On 2021-10-04, Bonita Montero <Bonita....@gmail.com> wrote:
> There's the Unix-command wc which counts words and lines. And the
> wc-implementation from the current GNU core utilities contain an
> optional very tricky AVX-implementation. This improves the speed
> of wc on my Linux-computer by factor 29.
> I improved this algorithm further to partition the data in three
> parts which I handle interleaved, i.e. 32-byte-chunks synchronously
>

Talking about efficiency :P
Who will pay you for overcomplicating simple things?

--

7-77-777
Evil Sinner!
to weak you should be meek, and you should brainfuck stronger
https://github.com/rofl0r/chaos-pp

Bonita Montero

unread,

Oct 4, 2021, 12:55:47 PM10/4/21

to

Why should this be overcomplicated ? Im repeatedly copy a
file into a buffer until it is full; maybe not even once
fully if the file doesn't fit in the buffer's maximum size.
That's the most direct way.

Marcel Mueller

unread,

Oct 4, 2021, 3:59:38 PM10/4/21

to

Am 03.10.21 um 16:00 schrieb Bonita Montero:

Prefetch can access invalid memory. So prefetching a shared memory area
behind a pointer can significantly decrease the probability of failed
CAS when implementing strong thread safety. But on some platforms I
observed excessive cachline hopping with this strategy.

Marcel

Branimir Maksimovic

unread,

Oct 4, 2021, 4:23:06 PM10/4/21

to

take a look at this simple and professionaly done
program that does all that :P
(Ian Collins I think is AUTHOR :P
#include <map>
#include <unordered_map>
#include <iostream>
#include <fstream>
#include <algorithm>
#include <iomanip>
using namespace std;
using Pairs = unordered_map<string,int>;

void fill( Pairs& pairs, char c )
{
static string word;

if( ispunct(c) ) return;

if( isspace(c) )
{
if( word.size() )
{
pairs[word]++;
word.clear();
}
}
else
{
word += tolower(c);
}
}

int main()
{
ifstream bible {"bible.txt"};

using citerator = istreambuf_iterator<char>;

Pairs pairs;

for_each( citerator(bible.rdbuf()), citerator(),
[&pairs]( char c ){ fill( pairs, c ); } );

multimap<unsigned,string> sorted;

// Sort the {word, count} pairs.
//
for_each( pairs.begin(), pairs.end(),
[&sorted]( const Pairs::value_type& p )
{ sorted.insert(make_pair(p.second,p.first)); } );

// Print the top 20.
//
auto item = sorted.rbegin();

for( auto n = 0; n < 20; ++n, ++item )
{
cout << "Position " << setw(2) << n+1
<< ": count = " << setw(6) << item->first
<< " " << item->second << '\n';
}

return 0;

Bonita Montero

unread,

Oct 5, 2021, 1:08:31 AM10/5/21

to

Ok, you don't understand what I do.

Bonita Montero

unread,

Oct 5, 2021, 1:11:30 AM10/5/21

to

Am 04.10.2021 um 21:59 schrieb Marcel Mueller:

> Prefetch can access invalid memory.

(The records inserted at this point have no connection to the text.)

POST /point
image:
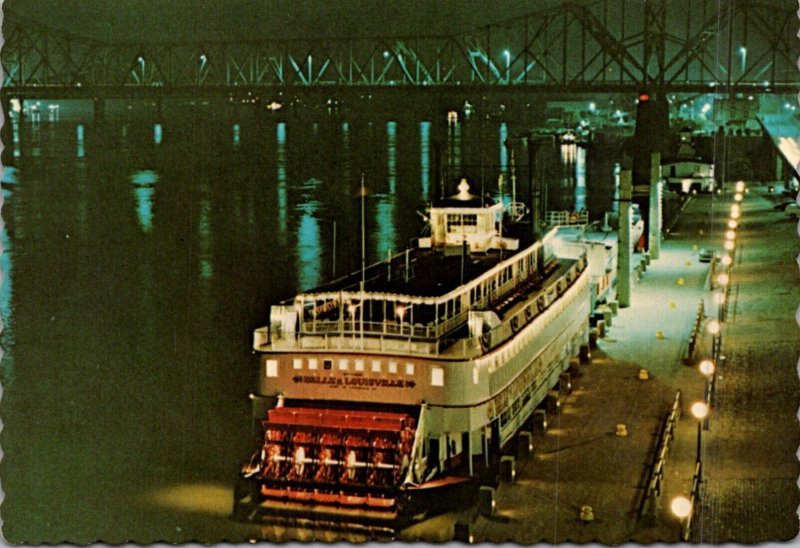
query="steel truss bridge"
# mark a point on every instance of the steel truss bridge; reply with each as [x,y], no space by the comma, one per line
[580,46]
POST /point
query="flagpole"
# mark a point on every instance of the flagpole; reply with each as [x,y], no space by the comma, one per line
[363,262]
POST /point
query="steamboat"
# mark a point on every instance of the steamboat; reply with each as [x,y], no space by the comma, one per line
[384,394]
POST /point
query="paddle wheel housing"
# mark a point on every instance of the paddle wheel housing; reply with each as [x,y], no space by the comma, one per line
[314,460]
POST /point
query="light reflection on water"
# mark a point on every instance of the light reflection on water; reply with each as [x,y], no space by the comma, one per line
[283,200]
[580,179]
[425,158]
[503,138]
[189,243]
[143,191]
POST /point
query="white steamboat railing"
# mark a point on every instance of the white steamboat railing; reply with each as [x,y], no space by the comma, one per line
[413,340]
[566,218]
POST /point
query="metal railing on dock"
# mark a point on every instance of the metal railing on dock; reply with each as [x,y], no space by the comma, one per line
[686,530]
[655,477]
[695,336]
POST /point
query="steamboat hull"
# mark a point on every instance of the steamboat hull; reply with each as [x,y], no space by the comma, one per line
[451,416]
[390,393]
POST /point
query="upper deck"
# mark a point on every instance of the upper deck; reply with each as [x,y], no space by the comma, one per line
[423,297]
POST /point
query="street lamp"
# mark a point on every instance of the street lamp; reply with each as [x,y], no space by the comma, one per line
[400,311]
[700,411]
[682,508]
[141,62]
[743,54]
[707,369]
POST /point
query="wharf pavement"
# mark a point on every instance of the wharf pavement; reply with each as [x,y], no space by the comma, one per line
[749,493]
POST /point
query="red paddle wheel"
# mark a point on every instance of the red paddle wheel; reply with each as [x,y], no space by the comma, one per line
[331,461]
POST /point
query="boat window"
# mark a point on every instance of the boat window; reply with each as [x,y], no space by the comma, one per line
[462,223]
[437,376]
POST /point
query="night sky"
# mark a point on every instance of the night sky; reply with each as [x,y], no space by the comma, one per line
[218,19]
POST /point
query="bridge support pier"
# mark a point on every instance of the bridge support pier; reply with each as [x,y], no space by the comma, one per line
[99,107]
[625,250]
[7,133]
[655,206]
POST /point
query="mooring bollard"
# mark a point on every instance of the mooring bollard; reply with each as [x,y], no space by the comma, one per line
[565,384]
[524,444]
[486,503]
[584,356]
[539,421]
[553,402]
[593,339]
[508,468]
[462,531]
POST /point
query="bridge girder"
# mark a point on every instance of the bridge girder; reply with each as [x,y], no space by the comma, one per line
[665,44]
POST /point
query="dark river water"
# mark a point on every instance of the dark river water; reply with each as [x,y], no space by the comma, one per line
[137,261]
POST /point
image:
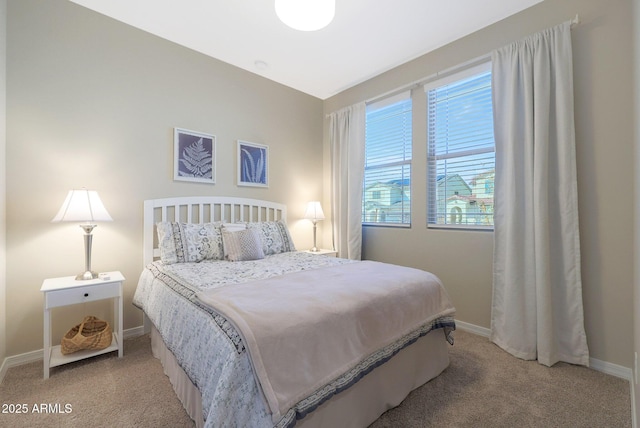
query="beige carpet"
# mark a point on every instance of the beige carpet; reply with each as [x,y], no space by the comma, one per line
[483,387]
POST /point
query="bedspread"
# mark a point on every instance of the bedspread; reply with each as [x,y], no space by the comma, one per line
[205,345]
[328,325]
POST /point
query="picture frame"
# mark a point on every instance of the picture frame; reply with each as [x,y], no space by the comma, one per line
[194,157]
[253,164]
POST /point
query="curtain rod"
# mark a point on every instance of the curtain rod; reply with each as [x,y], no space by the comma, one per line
[422,81]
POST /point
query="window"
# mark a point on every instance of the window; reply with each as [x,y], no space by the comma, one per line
[460,150]
[386,194]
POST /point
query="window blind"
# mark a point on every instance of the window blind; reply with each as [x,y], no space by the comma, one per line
[386,197]
[460,150]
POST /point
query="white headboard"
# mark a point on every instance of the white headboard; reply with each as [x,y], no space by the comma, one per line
[203,209]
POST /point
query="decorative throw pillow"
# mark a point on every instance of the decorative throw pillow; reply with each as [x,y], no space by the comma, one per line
[242,245]
[189,242]
[275,236]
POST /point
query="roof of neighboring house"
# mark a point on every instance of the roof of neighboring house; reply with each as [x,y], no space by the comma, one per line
[471,198]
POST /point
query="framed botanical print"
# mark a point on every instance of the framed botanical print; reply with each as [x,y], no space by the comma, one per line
[253,164]
[194,156]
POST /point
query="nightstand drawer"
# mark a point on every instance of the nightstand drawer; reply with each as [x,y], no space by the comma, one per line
[87,293]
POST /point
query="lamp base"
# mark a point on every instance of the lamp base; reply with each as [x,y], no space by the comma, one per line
[85,276]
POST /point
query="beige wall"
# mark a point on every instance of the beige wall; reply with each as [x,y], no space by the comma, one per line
[636,193]
[93,102]
[605,155]
[3,140]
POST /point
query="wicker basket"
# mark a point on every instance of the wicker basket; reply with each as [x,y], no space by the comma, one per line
[91,333]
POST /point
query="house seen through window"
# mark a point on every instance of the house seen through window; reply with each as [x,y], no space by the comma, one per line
[386,197]
[460,150]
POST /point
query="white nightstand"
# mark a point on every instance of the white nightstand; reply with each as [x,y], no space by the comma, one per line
[69,291]
[322,252]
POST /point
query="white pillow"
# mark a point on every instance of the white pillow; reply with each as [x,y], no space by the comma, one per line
[189,242]
[242,245]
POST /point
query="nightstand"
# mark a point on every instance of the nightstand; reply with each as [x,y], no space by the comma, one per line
[67,291]
[322,252]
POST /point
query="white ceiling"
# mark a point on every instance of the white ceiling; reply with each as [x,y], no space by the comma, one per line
[366,37]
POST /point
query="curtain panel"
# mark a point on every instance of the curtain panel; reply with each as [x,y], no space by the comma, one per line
[537,308]
[346,136]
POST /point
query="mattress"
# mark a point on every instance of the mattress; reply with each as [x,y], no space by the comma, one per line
[211,354]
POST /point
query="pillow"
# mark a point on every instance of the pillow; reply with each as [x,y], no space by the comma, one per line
[234,227]
[189,242]
[275,236]
[242,245]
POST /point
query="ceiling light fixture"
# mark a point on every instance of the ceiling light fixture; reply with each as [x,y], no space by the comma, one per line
[306,15]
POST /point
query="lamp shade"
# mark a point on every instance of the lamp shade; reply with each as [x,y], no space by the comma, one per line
[306,15]
[314,211]
[82,206]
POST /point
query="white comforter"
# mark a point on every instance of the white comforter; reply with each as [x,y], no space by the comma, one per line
[312,329]
[204,344]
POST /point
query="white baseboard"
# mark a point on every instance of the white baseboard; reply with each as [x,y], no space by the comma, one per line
[30,357]
[602,366]
[472,328]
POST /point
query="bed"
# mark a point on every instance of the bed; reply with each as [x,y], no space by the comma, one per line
[192,291]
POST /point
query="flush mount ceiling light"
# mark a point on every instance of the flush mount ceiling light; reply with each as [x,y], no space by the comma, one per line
[306,15]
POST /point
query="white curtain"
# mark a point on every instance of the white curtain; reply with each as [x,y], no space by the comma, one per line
[346,134]
[537,292]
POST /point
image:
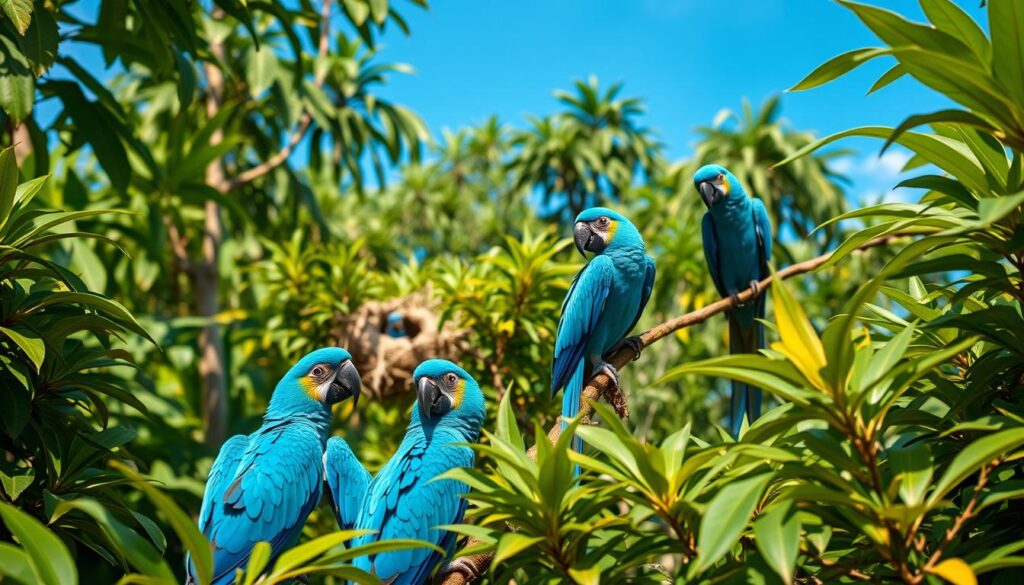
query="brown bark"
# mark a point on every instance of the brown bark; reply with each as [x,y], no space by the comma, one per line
[467,569]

So prefetching a shared memory area
> behind a pointer can significantly decrease the probability of failed
> CAS when implementing strong thread safety. But on some platforms I
> observed excessive cachline hopping with this strategy.

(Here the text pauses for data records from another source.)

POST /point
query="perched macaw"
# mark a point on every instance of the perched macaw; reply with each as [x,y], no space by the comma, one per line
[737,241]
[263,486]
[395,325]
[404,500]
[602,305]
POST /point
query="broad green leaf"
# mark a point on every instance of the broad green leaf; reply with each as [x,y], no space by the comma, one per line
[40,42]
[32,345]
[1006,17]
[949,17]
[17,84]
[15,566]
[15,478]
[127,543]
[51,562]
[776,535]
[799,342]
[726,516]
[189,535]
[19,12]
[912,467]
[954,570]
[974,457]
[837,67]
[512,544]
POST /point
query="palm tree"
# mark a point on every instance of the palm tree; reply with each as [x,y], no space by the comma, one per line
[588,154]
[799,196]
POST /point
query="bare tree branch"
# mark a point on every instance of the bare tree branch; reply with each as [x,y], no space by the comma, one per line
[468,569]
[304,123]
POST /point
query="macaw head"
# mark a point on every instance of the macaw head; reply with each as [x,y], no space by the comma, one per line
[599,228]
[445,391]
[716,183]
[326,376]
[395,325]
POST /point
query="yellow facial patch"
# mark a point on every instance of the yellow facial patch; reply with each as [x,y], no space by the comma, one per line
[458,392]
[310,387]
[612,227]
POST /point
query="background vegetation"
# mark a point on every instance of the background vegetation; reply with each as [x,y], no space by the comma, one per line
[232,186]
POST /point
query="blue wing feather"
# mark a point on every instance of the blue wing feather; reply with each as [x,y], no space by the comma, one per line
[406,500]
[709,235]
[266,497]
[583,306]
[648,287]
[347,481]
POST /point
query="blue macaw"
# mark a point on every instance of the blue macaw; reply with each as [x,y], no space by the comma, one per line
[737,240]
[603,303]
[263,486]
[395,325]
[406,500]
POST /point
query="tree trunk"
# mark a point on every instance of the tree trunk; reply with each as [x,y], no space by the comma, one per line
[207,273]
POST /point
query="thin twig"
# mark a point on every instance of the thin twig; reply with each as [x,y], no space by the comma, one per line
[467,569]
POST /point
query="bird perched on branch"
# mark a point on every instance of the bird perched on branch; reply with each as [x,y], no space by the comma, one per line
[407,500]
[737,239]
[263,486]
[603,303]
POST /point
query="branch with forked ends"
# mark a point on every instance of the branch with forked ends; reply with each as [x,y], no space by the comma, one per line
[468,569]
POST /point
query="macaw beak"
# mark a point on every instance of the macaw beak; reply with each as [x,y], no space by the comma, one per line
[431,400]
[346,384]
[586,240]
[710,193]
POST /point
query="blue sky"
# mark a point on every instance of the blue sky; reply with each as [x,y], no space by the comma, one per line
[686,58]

That doesn't make sense. When you prefetch you usually process a lot of
data before the point you prefetched. When you have CASes you rotatedy
process the same data; prefetching here is nonsense.

Branimir Maksimovic

unread,

Oct 5, 2021, 5:55:25 AM10/5/21

to

On 2021-10-05, Bonita Montero <Bonita....@gmail.com> wrote:
>
> Ok, you don't understand what I do.
>

Seems so :P

Branimir Maksimovic

unread,

Oct 5, 2021, 5:56:01 AM10/5/21

to

On 2021-10-05, Bonita Montero <Bonita....@gmail.com> wrote:

Prefetching is nonsense in HLL :P

Bonita Montero

unread,

Oct 5, 2021, 7:23:19 AM10/5/21

to

Am 05.10.2021 um 11:55 schrieb Branimir Maksimovic:

>>> Prefetch can access invalid memory. So prefetching a shared memory area
>>> behind a pointer can significantly decrease the probability of failed
>>> CAS when implementing strong thread safety. But on some platforms I
>>> observed excessive cachline hopping with this strategy.

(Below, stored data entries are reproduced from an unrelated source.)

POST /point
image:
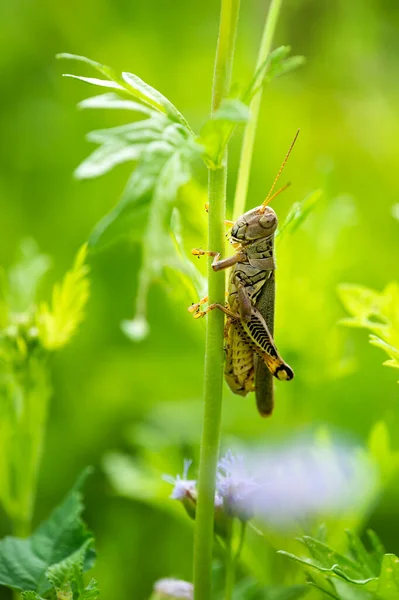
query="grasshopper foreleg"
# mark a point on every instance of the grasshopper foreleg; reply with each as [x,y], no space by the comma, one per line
[198,313]
[217,264]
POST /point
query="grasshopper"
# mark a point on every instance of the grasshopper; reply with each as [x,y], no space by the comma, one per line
[251,355]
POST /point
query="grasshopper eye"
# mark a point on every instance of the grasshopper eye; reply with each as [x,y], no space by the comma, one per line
[268,220]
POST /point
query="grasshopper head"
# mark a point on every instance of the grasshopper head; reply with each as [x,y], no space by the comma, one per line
[255,224]
[260,222]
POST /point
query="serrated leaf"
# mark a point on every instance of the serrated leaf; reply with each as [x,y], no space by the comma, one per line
[91,591]
[70,569]
[121,144]
[278,63]
[364,576]
[21,283]
[388,583]
[163,252]
[289,592]
[31,596]
[25,562]
[57,323]
[376,311]
[115,102]
[132,84]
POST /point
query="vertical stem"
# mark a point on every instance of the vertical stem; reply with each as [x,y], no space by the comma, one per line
[230,572]
[203,542]
[250,131]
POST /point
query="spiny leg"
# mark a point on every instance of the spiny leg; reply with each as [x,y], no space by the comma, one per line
[197,305]
[201,313]
[217,264]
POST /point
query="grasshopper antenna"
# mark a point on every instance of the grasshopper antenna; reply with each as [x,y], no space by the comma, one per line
[270,196]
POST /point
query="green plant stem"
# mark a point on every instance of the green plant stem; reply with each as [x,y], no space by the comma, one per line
[213,384]
[243,531]
[230,570]
[250,130]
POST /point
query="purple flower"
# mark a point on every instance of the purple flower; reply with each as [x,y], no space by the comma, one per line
[183,487]
[236,486]
[293,482]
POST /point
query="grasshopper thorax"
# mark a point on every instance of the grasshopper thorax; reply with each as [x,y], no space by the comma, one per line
[255,224]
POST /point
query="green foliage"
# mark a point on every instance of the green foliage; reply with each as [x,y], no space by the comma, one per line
[298,213]
[57,324]
[129,84]
[217,131]
[376,311]
[55,555]
[360,574]
[26,339]
[165,151]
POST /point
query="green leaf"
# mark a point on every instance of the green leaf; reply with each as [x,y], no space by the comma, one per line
[113,101]
[70,569]
[289,592]
[125,143]
[376,311]
[21,283]
[133,85]
[163,253]
[91,591]
[31,596]
[387,459]
[172,147]
[24,563]
[57,323]
[298,213]
[278,63]
[217,131]
[388,583]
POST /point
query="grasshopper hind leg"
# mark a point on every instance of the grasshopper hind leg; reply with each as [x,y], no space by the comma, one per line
[239,368]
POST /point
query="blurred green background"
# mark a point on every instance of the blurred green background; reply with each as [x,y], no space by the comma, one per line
[110,394]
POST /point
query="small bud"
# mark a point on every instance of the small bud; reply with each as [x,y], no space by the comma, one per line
[173,589]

>> That doesn't make sense. When you prefetch you usually process a lot of
>> data before the point you prefetched. When you have CASes you rotatedy
>> process the same data; prefetching here is nonsense.

> Prefetching is nonsense in HLL :P

No, automatic prefetching is dumd and there are a lot of patterns
they're unable to predict. With my 3-way interleaved access I've
even shown a very simple pattern where manual prefetching helps.